The old Ship Aground pub in Lea Bridge Road was bought by the Singh Sabha Gurdwara North East London in 2009, two years after plans were rejected to convert its existing base, a residential property in Finsbury Park.
But money ran out with little progress made, and members of the community began to question the running of the business by the commitee and trustees.
Calls for AGMs to be held were ignored. So too were the results of two votes to replace the existing top table with new board members, in 2014 and 2015.
In October last year the members who had been voted in applied for a High Court hearing to settle who was lawfully in charge.
And on September 26 Master Shuman ruled in favour of the claimants and ordered the committee to hand over the keys.
The victorious group said: “We anticipate we will be in full control in the coming weeks, and developing plans as to how the objectives can be progressed.

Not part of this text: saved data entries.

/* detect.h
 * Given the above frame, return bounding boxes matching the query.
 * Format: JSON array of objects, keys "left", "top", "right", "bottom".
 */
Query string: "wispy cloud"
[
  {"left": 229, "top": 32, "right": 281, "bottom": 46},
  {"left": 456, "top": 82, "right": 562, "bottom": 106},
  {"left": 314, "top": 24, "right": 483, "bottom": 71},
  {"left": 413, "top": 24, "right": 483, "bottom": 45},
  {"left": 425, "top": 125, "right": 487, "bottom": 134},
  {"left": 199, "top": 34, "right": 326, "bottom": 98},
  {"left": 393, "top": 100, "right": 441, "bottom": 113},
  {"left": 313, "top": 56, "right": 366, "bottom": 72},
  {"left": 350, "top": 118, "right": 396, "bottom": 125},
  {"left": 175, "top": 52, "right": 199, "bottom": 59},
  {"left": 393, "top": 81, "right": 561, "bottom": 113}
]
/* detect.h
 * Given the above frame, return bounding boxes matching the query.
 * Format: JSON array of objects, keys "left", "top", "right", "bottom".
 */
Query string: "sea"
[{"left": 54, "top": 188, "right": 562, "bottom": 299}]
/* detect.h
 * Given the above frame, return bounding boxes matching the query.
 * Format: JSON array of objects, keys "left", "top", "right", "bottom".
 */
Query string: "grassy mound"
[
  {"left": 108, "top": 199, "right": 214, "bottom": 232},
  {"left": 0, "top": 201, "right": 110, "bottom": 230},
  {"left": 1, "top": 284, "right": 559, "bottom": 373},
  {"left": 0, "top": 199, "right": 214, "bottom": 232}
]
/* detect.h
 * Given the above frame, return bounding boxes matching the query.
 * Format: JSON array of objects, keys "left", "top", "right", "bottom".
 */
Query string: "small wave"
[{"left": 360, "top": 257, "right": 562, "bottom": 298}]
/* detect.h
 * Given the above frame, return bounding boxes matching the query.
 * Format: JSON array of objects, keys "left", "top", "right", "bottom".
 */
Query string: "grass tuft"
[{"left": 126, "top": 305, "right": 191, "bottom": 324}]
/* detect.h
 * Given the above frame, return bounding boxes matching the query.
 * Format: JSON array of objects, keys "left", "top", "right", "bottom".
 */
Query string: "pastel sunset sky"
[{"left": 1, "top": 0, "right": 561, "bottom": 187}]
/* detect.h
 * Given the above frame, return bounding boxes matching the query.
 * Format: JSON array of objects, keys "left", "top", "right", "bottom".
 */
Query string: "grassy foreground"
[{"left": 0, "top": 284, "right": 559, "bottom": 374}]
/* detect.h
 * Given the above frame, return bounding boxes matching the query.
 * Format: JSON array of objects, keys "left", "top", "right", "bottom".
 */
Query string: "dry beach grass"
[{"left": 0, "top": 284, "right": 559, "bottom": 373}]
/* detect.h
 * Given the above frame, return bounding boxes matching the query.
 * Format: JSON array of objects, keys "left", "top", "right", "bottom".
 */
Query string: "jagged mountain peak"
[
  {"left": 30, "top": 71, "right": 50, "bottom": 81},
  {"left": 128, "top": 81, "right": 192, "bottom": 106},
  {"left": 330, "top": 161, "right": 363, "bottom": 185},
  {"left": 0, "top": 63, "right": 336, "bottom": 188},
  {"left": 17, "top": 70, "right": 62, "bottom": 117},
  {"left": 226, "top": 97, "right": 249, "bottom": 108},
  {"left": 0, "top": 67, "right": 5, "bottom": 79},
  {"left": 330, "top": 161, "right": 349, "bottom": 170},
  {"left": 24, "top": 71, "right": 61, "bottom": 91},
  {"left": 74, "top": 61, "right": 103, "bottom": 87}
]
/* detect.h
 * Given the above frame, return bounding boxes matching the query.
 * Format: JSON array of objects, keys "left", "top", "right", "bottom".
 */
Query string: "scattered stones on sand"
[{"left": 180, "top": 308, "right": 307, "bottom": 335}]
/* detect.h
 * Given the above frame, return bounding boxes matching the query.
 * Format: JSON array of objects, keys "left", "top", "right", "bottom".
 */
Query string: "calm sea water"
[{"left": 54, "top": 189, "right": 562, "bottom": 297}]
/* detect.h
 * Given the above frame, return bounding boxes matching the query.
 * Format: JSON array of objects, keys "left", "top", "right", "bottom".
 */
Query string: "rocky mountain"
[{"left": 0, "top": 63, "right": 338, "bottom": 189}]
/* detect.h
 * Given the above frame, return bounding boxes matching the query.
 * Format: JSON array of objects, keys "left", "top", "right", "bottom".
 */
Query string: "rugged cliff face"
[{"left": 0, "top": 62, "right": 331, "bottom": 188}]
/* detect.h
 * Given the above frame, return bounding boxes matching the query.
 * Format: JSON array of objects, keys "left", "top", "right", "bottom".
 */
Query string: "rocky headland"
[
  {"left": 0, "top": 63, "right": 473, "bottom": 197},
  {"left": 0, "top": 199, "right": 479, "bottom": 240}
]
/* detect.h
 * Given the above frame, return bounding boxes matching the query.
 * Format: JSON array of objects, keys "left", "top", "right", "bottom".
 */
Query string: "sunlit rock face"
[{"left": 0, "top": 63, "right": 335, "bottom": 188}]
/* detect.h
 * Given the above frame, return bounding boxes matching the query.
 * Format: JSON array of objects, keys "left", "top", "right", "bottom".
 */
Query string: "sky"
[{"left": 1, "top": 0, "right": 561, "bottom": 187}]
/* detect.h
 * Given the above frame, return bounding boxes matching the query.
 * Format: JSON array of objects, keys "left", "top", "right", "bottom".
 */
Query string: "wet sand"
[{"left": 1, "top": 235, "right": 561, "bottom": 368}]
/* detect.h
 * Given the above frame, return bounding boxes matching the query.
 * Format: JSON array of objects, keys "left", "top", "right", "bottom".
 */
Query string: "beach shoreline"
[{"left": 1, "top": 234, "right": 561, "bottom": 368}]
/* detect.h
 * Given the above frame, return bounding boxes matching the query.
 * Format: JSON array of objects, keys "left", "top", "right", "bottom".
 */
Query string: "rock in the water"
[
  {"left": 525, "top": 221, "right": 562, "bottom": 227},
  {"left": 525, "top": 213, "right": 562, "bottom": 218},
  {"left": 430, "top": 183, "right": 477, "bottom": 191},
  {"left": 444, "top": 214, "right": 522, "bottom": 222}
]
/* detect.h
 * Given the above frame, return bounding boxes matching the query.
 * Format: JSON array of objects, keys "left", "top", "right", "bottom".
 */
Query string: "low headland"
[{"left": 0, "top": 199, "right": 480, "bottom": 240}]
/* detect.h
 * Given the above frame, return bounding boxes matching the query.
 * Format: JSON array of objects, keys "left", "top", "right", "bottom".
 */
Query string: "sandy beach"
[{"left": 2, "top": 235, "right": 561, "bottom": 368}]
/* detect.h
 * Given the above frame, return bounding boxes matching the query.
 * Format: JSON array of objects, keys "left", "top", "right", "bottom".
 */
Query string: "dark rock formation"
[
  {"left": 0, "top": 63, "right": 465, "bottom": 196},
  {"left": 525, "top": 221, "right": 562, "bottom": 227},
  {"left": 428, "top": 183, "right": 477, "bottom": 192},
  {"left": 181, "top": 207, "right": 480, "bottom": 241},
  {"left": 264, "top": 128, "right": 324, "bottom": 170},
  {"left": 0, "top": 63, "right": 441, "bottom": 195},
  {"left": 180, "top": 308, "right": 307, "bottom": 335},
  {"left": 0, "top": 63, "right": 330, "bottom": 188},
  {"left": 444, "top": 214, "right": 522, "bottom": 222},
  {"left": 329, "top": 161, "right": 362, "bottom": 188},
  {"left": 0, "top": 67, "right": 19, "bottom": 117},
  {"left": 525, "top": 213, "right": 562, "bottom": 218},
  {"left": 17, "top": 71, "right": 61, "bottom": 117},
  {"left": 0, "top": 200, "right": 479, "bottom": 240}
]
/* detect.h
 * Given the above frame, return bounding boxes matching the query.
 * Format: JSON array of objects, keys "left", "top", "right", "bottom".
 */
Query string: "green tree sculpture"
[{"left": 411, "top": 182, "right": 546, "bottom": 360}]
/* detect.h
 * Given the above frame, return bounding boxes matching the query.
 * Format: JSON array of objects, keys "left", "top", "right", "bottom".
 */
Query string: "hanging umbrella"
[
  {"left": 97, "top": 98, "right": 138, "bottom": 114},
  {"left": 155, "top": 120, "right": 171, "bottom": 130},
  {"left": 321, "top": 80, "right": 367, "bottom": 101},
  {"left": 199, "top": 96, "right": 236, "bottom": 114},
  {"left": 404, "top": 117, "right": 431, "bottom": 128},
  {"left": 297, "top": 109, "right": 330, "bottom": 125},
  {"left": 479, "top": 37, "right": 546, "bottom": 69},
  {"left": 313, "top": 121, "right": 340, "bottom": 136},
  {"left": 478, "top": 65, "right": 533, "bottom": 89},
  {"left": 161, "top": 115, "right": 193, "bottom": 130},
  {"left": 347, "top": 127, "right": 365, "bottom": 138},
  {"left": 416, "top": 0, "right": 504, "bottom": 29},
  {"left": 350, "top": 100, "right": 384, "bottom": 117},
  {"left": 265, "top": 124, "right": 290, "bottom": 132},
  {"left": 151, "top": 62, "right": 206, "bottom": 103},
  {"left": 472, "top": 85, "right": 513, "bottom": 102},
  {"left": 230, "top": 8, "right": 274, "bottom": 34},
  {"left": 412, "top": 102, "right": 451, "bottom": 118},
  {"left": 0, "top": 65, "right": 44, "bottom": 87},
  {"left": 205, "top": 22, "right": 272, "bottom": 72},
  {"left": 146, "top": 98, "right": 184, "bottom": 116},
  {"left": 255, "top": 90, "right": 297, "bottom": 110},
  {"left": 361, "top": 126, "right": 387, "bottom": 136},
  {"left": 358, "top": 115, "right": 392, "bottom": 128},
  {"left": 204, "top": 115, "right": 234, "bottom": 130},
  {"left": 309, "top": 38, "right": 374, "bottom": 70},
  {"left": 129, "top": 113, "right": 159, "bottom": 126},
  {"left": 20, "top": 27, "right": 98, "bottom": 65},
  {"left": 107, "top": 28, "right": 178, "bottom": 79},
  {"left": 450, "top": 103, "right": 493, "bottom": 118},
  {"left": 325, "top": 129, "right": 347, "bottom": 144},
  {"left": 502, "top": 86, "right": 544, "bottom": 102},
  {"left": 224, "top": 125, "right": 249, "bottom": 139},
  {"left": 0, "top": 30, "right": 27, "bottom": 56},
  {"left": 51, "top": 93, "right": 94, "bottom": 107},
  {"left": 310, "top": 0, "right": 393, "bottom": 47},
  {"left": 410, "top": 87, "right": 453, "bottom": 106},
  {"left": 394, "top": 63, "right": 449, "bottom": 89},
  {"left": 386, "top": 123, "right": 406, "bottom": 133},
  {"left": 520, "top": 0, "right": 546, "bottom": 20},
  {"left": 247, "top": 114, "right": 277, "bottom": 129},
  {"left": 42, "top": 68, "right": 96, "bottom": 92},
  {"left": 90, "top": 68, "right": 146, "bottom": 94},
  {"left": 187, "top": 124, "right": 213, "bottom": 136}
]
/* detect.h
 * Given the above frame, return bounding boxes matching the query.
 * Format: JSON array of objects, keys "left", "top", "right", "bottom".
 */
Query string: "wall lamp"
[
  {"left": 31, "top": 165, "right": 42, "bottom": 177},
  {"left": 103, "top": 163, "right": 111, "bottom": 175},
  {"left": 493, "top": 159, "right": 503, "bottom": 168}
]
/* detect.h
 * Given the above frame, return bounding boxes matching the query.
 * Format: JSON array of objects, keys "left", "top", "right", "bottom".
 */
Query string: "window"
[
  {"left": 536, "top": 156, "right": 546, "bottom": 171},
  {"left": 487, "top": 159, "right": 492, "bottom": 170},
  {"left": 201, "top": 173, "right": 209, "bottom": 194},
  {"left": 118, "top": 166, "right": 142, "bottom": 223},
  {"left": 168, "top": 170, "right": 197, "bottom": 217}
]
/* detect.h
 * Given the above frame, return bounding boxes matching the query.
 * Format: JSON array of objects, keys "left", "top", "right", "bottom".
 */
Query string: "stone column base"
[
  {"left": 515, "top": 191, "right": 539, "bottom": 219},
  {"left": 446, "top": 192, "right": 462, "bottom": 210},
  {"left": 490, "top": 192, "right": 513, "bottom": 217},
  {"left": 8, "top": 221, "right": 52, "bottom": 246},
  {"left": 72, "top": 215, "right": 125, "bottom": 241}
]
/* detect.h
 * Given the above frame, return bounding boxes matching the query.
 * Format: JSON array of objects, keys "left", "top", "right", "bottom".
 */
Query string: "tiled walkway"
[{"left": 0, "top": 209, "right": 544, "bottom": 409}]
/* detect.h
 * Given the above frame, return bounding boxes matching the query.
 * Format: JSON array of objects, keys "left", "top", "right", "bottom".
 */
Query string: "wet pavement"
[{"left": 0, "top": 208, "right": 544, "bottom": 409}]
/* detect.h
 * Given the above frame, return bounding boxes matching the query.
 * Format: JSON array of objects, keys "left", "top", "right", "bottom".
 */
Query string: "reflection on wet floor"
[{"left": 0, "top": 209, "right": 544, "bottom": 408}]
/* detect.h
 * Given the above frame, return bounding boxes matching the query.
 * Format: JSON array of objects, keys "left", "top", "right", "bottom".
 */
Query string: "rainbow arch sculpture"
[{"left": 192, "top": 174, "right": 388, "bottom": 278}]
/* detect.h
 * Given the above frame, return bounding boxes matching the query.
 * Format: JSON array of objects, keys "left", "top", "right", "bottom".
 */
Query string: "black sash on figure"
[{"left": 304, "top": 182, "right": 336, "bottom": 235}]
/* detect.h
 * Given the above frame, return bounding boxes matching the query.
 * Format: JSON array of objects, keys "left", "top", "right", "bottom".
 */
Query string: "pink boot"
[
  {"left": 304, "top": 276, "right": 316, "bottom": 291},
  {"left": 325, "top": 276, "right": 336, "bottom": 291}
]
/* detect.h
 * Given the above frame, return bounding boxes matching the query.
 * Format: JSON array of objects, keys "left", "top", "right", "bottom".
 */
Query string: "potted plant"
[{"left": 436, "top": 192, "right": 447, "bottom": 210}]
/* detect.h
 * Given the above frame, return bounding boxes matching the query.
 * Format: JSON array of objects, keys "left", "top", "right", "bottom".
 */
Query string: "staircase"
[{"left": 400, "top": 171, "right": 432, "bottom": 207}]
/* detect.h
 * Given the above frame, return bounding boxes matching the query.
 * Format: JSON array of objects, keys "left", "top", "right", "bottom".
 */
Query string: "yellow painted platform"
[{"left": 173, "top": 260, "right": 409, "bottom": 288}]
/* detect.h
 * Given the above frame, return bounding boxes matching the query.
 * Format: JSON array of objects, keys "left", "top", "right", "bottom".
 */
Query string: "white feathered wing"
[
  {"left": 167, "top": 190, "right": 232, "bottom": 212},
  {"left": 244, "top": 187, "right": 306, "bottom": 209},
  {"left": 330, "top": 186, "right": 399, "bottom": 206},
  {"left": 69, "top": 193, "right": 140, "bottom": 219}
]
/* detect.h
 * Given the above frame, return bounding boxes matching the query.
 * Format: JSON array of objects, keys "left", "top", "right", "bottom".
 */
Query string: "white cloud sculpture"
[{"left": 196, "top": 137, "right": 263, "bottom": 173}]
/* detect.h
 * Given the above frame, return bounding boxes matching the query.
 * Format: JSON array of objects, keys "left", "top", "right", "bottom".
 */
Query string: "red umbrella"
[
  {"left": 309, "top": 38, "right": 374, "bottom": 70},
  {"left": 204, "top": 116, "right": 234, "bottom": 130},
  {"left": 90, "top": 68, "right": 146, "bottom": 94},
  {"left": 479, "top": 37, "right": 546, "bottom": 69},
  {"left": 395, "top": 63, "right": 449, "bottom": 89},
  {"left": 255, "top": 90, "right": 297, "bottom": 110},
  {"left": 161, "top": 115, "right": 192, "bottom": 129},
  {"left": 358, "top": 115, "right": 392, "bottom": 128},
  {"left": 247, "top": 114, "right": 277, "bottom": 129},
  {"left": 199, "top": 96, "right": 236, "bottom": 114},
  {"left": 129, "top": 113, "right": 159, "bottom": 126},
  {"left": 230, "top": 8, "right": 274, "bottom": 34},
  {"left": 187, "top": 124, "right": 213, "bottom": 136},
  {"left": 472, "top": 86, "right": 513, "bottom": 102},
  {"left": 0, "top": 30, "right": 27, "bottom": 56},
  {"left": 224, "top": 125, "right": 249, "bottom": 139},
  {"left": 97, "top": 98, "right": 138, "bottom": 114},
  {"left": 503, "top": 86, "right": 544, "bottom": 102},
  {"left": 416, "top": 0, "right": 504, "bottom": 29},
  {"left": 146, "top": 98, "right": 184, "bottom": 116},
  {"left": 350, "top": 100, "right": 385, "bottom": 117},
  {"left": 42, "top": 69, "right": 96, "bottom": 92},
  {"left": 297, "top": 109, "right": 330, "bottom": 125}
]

It is sad to see a building bought in 2009 to be the new temple is – after nine years and a great deal of expenditure – still a building site.”
Jagmohan Singh is the new president of the gurdwara, which was founded in 1977. He said: “I would like to reassure everyone my committee and trustees will do everything they can to restore services which have not been available since the closure of Gloucester Drive.
“We will be seeking support from Hackney Council, councillors, tenant’s committees and members to help us to succeed.”
Regarding the old committee members, Jag said an internal review would be held to decide their future, but did not rule out suspending them or taking away their memership. He said: “They are still members but obviously we are trying to establish what happened in terms of finances and decision they made.”
One of the unresolved issues surrounds a £73,000 bill for emergency scaffolding that Hackney Council had to pay for after the previous contractors dismantled their apparatus over non-payment.
Lea Bridge’s Cllr Ian Rathbone said: “At last – a result! I hope we can now see this project be concluded in a building that matches both the need of the Sikh community for a home, and for the exterior of the building to be retained as a building of landscape merit which local residents would like to see.”